The existing DateTime can do scenarios A-E. But it does a mediocre job of E, because you have to convert it to and from UTC and Local depending on whether you want human-readable display or accurate arithmetic. For scenario F, you need to store an additional field to make it work. The proposed new DateTime with UTC offset is significantly better for scenario E and enables scenarios F with a single type instance. However, it is not as good for scenarios A-D where it would have to default to some arbitrary time zone offset. As a point of reference, the majority of DateTime scenarios involve E, although A and C are fairly common also, and F becomes more important when richer Time Zone support is available.

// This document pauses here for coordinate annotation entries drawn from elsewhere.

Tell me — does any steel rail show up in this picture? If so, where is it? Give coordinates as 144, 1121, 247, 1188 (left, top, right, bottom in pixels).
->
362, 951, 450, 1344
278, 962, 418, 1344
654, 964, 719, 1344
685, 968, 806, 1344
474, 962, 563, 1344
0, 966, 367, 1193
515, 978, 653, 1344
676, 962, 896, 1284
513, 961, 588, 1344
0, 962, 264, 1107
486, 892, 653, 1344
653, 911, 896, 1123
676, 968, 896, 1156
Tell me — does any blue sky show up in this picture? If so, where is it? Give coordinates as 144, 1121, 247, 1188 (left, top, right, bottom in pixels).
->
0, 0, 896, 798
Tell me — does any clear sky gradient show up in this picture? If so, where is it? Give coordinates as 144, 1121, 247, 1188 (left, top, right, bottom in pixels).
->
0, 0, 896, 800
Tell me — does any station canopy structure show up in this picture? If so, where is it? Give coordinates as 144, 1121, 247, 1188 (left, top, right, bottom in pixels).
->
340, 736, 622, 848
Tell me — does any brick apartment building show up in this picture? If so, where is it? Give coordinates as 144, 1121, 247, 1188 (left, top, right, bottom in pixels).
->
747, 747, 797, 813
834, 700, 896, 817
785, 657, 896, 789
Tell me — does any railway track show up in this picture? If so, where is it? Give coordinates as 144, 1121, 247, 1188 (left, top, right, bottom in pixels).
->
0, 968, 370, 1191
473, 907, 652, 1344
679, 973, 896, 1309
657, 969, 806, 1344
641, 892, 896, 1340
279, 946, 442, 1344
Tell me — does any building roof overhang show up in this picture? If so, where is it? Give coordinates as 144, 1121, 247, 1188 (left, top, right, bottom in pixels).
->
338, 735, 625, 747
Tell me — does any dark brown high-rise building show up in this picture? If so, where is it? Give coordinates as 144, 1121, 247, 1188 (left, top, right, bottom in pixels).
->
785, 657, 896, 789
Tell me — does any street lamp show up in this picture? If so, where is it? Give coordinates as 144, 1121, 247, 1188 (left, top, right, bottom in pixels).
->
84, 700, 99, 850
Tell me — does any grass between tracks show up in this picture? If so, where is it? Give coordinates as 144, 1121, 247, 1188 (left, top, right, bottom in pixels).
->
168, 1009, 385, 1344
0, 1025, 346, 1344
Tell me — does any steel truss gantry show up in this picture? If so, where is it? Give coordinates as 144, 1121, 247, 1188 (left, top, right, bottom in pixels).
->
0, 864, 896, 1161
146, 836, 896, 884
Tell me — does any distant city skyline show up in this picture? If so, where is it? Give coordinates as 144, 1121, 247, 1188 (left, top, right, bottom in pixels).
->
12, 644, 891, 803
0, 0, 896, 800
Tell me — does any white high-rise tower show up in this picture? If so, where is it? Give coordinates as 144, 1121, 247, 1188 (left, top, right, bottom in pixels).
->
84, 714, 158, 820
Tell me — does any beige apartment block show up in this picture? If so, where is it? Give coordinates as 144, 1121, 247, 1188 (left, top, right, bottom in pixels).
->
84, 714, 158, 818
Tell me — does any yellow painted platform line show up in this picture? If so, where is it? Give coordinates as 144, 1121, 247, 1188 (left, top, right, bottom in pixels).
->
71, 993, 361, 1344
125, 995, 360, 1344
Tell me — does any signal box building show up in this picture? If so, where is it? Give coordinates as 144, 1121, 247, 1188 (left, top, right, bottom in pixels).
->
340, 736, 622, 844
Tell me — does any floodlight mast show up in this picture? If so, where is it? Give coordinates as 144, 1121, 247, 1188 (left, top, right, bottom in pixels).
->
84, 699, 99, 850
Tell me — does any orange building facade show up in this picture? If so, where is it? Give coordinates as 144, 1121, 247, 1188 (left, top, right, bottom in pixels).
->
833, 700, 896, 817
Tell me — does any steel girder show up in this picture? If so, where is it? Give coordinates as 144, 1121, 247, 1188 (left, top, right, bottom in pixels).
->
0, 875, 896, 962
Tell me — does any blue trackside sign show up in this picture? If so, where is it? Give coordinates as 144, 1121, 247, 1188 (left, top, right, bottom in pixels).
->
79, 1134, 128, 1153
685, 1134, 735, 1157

It is possible to create a new type that addresses scenarios A-D as well by making the UTC Offset optional rather than required. But this creates a lot of the same problems encountered during the aborted attempt to create such a type in .NET 2.0:
- The design consistency problems mentioned above related to having interaction of abstract and absolute instances. With an optional offset, you either get behavior different from DateTime, intransitive comparison or the inability to compare or subtract the two instance types at all.
- Most APIs taking DateTime as input will want something that is always abstract or always absolute and would be unlikely to need either at runtime. As such, most APIs would have to do extra argument validation to special case the less desirable behavior. There is value in having the type always constrained to represent an absolute and unambiguous point in time.
- Deprecating DateTime by adding DateTime2 would imply a second-hand deprecation of any API that did take or return DateTime. While the new type is definitely better for some scenarios, DateTime is working just fine in the majority of existing uses, and is no longer subject to data loss in the V2.0 timeframe forward.
- The majority of APIs on the new type would end up having dual behaviors depending on the mode, which would make the class difficult to understand and use.
- Databases that do support dates and times with UTC offsets also do so by having a separate column type that always has an offset. Breaking from this pattern would make moving data to and from a database more complex.
- The main benefit of a single type is to avoid having to describe or understand which type to use for which scenario. However if there was such a combined type with or without a UTC offset, you would just have to transfer the complex explanation from the selection of the type to the use of the type.
An interesting question that is always useful to ask about a design is: Given what we know now, what would we do differently if we could start again?
It would be hard to get broad consensus on this point. My personal opinion is that the date and time space is too complicated to address with a single type. If I could start again, I would have something like the V1.0 DateTime, but have a separate DateTimeOffset type also. The main difference to where we will land with the current plan of record is that we would not need the DateTimeKind that was added to DateTime in V2.0. This was really a band-aid that would not have been needed if a DateTimeOffset had been available in V1. That being said, my own opinion is that the DateTimeKind solution was critical to salvage reliable usage of the existing APIs given that there was no better type to use in V1.0.
- Why can’t the existing DateTime type simply be extended to have the offset in it and enable these new scenarios? The option of doing this has been thoroughly explored, and there is no practical way to do it without breaking compatibility.
- If (1) is not possible, why can’t the new type be called DateTime2 and completely replace all the usage scenarios of the existing DateTime? The new type is less effective for scenarios when there is genuinely no time zone such as dealing with DateTime instances from legacy system, dealing with abstract instances, dealing with date-only instances and dealing with time-only instances. Having it support these scenarios as well and fully deprecating the existing DateTime has issues that may not be outweighed by the benefits.